Question

A lead block is suspended from the undesired of a 0.4 kg block of wood of density of 720 kg/per meter cube. If the upper surface of the wood is just level with water. What is the mass of the lead block.Density of lead is 11340 kg per meter cube.

Accepted Answer

Question#18921

A lead block is suspended from the undesired of a $0.4\,\mathrm{kg}$ block of wood of density of $720\,\mathrm{kg}/\mathrm{per}$ meter cube. If the upper surface of the wood is just level with water. What is the mass of the lead block? Density of lead is $11340\,\mathrm{kg}$ per meter cube.

Solution:

According to the Archimedes' principle the buoyant force is equal to the sum of weights lead block and block of wood:

F_{\text{buoyant}} = m_{\text{wood}} g + m_{\text{lead}} g = g (m_{\text{wood}} + m_{\text{lead}})

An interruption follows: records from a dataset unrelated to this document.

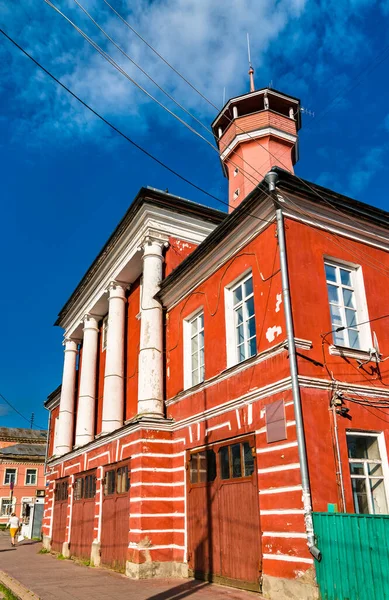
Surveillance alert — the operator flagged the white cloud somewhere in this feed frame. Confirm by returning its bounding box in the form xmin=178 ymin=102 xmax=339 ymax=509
xmin=0 ymin=0 xmax=378 ymax=143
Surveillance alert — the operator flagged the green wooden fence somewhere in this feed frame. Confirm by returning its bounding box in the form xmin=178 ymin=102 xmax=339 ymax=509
xmin=313 ymin=513 xmax=389 ymax=600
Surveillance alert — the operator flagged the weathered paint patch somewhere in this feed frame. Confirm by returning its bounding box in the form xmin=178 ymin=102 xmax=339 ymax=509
xmin=266 ymin=325 xmax=282 ymax=342
xmin=276 ymin=294 xmax=282 ymax=312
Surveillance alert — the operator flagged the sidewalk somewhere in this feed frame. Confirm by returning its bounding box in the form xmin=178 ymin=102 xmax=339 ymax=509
xmin=0 ymin=532 xmax=261 ymax=600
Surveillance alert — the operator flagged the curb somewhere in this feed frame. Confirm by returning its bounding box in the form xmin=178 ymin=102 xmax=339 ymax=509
xmin=0 ymin=571 xmax=40 ymax=600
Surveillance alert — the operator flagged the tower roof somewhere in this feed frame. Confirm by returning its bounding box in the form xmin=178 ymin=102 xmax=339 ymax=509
xmin=212 ymin=88 xmax=301 ymax=133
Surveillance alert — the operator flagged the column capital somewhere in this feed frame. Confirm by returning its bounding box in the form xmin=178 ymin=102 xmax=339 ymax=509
xmin=137 ymin=234 xmax=169 ymax=258
xmin=62 ymin=335 xmax=81 ymax=352
xmin=106 ymin=279 xmax=131 ymax=300
xmin=81 ymin=313 xmax=101 ymax=331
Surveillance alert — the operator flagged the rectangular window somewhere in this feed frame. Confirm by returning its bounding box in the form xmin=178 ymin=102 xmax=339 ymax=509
xmin=184 ymin=311 xmax=205 ymax=389
xmin=219 ymin=442 xmax=254 ymax=479
xmin=347 ymin=432 xmax=388 ymax=515
xmin=4 ymin=469 xmax=16 ymax=485
xmin=26 ymin=469 xmax=36 ymax=485
xmin=226 ymin=273 xmax=257 ymax=366
xmin=324 ymin=260 xmax=371 ymax=350
xmin=0 ymin=498 xmax=11 ymax=517
xmin=101 ymin=315 xmax=108 ymax=350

F_{\text{buoyant}} = g \rho_{\text{water}} (V_{\text{wood}} + V_{\text{lead}})

m_{\text{wood}} + m_{\text{lead}} = \rho_{\text{water}} V_{\text{wood}} + \rho_{\text{water}} V_{\text{lead}}

V_{\text{lead}} = \frac{m_{\text{lead}}}{\rho_{\text{lead}}}

V_{\text{wood}} = \frac{m_{\text{wood}}}{\rho_{\text{wood}}}

m_{\text{wood}} + m_{\text{lead}} = \rho_{\text{water}} \frac{m_{\text{wood}}}{\rho_{\text{wood}}} + \rho_{\text{water}} \frac{m_{\text{lead}}}{\rho_{\text{lead}}}

m_{\text{lead}} \left(1 - \frac{\rho_{\text{water}}}{\rho_{\text{lead}}}\right) = \rho_{\text{water}} \frac{m_{\text{wood}}}{\rho_{\text{wood}}} - m_{\text{wood}} = m_{\text{wood}} \left(\frac{\rho_{\text{water}}}{\rho_{\text{wood}}} - 1\right)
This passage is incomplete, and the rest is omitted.